How can you defend yourself as a target of a toxic leader?

In the early 1800s Voltaire Cousteau, an obscure French author, penned an essay on how to survive swimming with sharks, apparently for the benefit of sponge divers.[i] In 1974, Professor Richard Johns translated the essay and used it as the foundation for a dinner talk. The essay and Johns’ notes provide a fabulous metaphor and practical guidance for surviving the attacks of a toxic leader, peer, or direct report.

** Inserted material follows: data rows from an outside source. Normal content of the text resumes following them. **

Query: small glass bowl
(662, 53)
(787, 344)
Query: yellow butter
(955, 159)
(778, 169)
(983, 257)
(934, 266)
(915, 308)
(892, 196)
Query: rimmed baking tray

  1. “Assume all unidentified fish are sharks.” We must acknowledge the fact that every organization has sharks among its members. In the water, some fish act like sharks and some sharks do not resemble sharks. In the same way, some benign-looking people are actually bullies and some bullies masquerade their true identities. There is danger in assuming a creature is not a threat when it exhibits docile behavior and there is no blood in the water. However, when there is blood in the water, it may become highly aggressive. A wise person will not assume others are not a threat, but will observe others’ behavior when the pressure is on, differentiating between those who are threatening and non-threatening and between those who cannot be trusted and those who can. This attitude seems to contradict what we have been taught about assuming the best in others until they prove otherwise. However, this attitude is not about assuming the worst in people but is about not exercising blind trust. Instead, the wise will exercise smart trust by identifying those who have selfless and good intentions, demonstrate integrity, and contribute their skills for the good of others, especially in times of anxiety, chaos, and crisis.[ii] The wise will identify as threats those who are self-interested, pursue hidden agendas, demonstrate a lack of compassion, exhibit passive hostility, sabotage team performance, do not keep their commitments, and exploit others for personal gain.
  2. “Do not bleed.” Since the presence of blood sends sharks into a feeding frenzy, it is essential that those who swim with the sharks do not bleed when injured. Similarly, since every organization as toxic members, it is imperative not to present ourselves as prey and vulnerable to attack, control, or manipulation. What does “bleeding” in the workplace mean? To ask that question we turn to research that has identified some characteristics of those most likely to be targets of bullies.[iii] Targets of bullying display tendencies toward anxiety, distress, impulsiveness, depression, self-doubt, fear, and anger. Targets also tend to lack self-esteem and self-confidence, appearing to be an easy victim and unlikely to retaliate. Toxic people, like sharks, constantly seek victims to consume. And like sharks, toxic people conduct an initial test to determine if someone is prey that can be victimized. Just as sponge divers can condition their bodies not to bleed when injured, we must present the appearance of confidence, stability, peace, insecurity. After the toxic person’s initial attack, if we appear to be a victim, if we reveal we have been injured, we will most likely become a victim. But, if we can control our appearance, not react emotionally, and not show we are bleeding or in distress, we can confuse the perpetrator who thinks he has hurt us. The result is the perpetrator beginning to question his abilities to control and manipulate. You may be a target, but you don’t have to be a victim. Being targeted by a toxic leader is a very personal experience due to the attacks on your competence and humanity. Do not take it personally, accept the toxic reality, and acknowledge the toxic person as the problem.
  3. “Limit contact.” Cousteau wrote swimmers who are unable to control their bleeding should not get into the water. While not going to the workplace may not be an option, we can limit the contact we have with toxic people. In her research on spouses of targets of toxic leaders, Jude Black identified a common coping tactic – creating a security zone of emotional distance.[iv] We can create a secure perimeter around ourselves and choose who we allow to enter. Those who we have determined are a threat and not to be trusted are denied entry. Research has indicated avoidance as a common coping mechanism.[v]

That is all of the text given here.